Third Ventricle’s Colloid Cysts Removal by the Endoscope
Behzad Saberi*
Medical Research, Iran
Submission: December 12, 2019; Published: January 07, 2020
*Corresponding author:Behzad Saberi, Medical Research, Esfahan, Iran
How to cite this article:Behzad Saberi. Third Ventricle’s Colloid Cysts Removal by the Endoscope. Open Access J Surg. 2020; 11(2): 555809. DOI: 10.19080/OAJS.2020.11.555809.
Keywords:Third ventricle; Colloid cyst; Surgical approach
Short Communication
Third ventricle’s colloid cysts are usually arising from the third ventricle’s roof. Occlusion of the Monro’s foramen, hydrocephalus, headache, disturbances in the memory functions and sudden death can be caused by such non-neoplastic masses. Colloid cysts removal by the endoscope, stereotactic drainage, ventricles shunting, transcallosal and transcortical craniotomy can be used as the treatment options for such cysts. Usually removing the cysts by the endoscope is recommended because of the higher morbidity rates of the microsurgical removal and the recurrence or even failure to treat risks of using stereotactic drainage method [1-3].
The surgical approach for the colloid cysts is performing through one burr hole. It would be located behind the nasion at a distance about eight centimetres and at the most lateral position. It is important to do not transit the caudate head during surgical approach, which in most of the cases is located at a distance about four to six centimetres from the midline.
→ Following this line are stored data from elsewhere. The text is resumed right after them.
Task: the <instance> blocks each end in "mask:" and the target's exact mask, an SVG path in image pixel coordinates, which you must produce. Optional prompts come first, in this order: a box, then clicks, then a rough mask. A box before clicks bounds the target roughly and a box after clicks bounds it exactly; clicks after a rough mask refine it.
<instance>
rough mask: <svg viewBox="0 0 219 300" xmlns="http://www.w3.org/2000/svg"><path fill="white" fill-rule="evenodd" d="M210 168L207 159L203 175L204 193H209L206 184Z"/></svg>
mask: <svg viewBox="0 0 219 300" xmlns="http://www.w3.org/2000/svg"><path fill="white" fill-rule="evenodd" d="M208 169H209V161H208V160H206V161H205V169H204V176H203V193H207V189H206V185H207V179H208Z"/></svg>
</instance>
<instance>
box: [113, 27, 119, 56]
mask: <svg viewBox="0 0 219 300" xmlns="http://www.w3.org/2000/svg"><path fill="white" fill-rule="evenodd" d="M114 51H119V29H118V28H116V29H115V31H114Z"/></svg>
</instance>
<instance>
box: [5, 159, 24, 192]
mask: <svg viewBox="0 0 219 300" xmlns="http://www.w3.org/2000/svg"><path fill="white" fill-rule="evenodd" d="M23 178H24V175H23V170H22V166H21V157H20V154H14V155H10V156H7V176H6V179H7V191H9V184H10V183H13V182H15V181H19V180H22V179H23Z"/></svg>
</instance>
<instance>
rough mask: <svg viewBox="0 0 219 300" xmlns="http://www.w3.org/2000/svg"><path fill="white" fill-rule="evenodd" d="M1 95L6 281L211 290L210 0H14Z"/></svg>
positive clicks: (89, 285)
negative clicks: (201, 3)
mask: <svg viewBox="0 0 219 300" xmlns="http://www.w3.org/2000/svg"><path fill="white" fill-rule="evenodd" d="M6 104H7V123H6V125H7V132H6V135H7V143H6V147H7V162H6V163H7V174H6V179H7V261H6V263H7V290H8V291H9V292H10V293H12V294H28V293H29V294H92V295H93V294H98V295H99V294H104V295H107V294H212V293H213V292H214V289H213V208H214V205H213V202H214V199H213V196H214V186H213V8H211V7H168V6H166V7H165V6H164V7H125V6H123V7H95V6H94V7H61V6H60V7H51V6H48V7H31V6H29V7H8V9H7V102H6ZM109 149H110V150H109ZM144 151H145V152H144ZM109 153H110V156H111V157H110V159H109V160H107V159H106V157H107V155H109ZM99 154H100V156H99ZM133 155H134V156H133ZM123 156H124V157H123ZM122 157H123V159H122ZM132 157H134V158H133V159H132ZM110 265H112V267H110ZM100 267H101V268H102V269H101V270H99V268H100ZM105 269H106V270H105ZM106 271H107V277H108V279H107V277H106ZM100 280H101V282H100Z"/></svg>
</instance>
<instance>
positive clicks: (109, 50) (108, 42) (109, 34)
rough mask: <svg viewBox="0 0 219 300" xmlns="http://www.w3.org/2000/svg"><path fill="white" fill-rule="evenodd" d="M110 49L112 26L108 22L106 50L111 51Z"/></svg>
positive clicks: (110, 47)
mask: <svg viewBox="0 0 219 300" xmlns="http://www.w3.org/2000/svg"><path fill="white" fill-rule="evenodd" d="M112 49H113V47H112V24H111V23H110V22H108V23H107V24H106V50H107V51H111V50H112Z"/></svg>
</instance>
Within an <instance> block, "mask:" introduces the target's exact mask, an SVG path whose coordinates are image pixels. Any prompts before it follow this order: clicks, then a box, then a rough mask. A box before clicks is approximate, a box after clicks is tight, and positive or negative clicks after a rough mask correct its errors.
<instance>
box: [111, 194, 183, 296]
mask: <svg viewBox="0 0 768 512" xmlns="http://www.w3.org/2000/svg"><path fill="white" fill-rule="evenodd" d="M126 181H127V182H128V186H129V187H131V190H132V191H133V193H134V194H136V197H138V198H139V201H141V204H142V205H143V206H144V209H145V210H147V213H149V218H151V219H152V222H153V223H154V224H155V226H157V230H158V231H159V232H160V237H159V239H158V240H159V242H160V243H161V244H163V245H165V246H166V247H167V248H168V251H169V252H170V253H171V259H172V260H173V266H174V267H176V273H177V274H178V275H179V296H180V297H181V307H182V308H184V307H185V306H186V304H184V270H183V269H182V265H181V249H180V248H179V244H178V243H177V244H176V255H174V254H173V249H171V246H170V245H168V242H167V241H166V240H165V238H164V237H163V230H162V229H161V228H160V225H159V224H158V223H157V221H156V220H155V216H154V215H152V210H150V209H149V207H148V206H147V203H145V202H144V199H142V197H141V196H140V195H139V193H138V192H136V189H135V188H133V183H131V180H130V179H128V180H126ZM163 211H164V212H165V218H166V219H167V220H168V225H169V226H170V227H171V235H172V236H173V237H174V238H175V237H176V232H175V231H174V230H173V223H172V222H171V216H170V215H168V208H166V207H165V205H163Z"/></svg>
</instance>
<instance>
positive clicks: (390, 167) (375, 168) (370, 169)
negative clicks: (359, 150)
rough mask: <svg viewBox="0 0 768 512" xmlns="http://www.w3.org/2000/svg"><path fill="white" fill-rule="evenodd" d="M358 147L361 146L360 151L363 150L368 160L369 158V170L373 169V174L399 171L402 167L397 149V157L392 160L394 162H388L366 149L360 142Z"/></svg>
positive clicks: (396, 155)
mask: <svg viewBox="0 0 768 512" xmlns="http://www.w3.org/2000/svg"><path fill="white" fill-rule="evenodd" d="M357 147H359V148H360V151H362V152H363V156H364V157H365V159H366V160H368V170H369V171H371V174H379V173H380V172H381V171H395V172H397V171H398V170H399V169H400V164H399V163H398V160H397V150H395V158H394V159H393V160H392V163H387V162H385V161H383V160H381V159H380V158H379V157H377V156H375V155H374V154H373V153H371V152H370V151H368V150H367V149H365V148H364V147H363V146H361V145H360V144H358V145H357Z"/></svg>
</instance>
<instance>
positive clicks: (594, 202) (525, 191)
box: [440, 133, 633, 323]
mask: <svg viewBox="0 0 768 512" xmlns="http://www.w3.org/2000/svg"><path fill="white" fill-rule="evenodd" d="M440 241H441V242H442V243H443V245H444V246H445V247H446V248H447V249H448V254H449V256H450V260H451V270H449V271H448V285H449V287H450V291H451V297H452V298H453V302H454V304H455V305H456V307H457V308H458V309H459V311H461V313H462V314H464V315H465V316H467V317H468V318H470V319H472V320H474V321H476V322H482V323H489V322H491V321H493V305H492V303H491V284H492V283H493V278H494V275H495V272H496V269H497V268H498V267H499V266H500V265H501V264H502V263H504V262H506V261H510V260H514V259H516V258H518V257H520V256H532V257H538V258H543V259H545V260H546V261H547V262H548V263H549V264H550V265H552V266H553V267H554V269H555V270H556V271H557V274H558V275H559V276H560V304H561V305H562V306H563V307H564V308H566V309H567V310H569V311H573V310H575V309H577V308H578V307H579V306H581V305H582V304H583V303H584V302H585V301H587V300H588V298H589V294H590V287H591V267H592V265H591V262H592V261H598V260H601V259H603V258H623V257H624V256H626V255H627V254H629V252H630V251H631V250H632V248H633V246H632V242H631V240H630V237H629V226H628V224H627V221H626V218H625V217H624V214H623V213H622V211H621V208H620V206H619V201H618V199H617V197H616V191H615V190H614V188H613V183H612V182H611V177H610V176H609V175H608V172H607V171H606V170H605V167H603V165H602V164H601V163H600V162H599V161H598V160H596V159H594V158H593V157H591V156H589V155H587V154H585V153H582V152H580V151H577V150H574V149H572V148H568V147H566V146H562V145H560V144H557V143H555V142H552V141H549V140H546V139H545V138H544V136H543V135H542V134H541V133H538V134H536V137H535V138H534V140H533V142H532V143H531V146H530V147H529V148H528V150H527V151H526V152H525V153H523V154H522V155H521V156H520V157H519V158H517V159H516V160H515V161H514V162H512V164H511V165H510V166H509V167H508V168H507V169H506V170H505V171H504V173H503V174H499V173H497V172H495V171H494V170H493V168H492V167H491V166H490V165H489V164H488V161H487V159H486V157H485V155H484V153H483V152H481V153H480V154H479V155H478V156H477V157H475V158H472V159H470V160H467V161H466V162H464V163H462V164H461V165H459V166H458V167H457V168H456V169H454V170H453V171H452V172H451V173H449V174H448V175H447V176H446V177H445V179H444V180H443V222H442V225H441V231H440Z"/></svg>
Initial entrance to the ventricle is better to be done by the image guidance. It is important to take enough care to not causing trauma or damage to the fornix while coagulating the choroid plexus [4,5].
By opening the cyst’s face, its content would be suctioned or be removed with the forceps. Then the cyst’s wall would be dissected until it can be free from the ventricle’s roof. Since the colloid cysts which their sizes are more than two centimetres have this tendency to be much more adhered to the fornix and in case of selecting such surgical approaches to remove the cysts, the fornix would be stretched and can be easily broken apart, it is better for such larger cysts to be removed by using microsurgical approaches [6].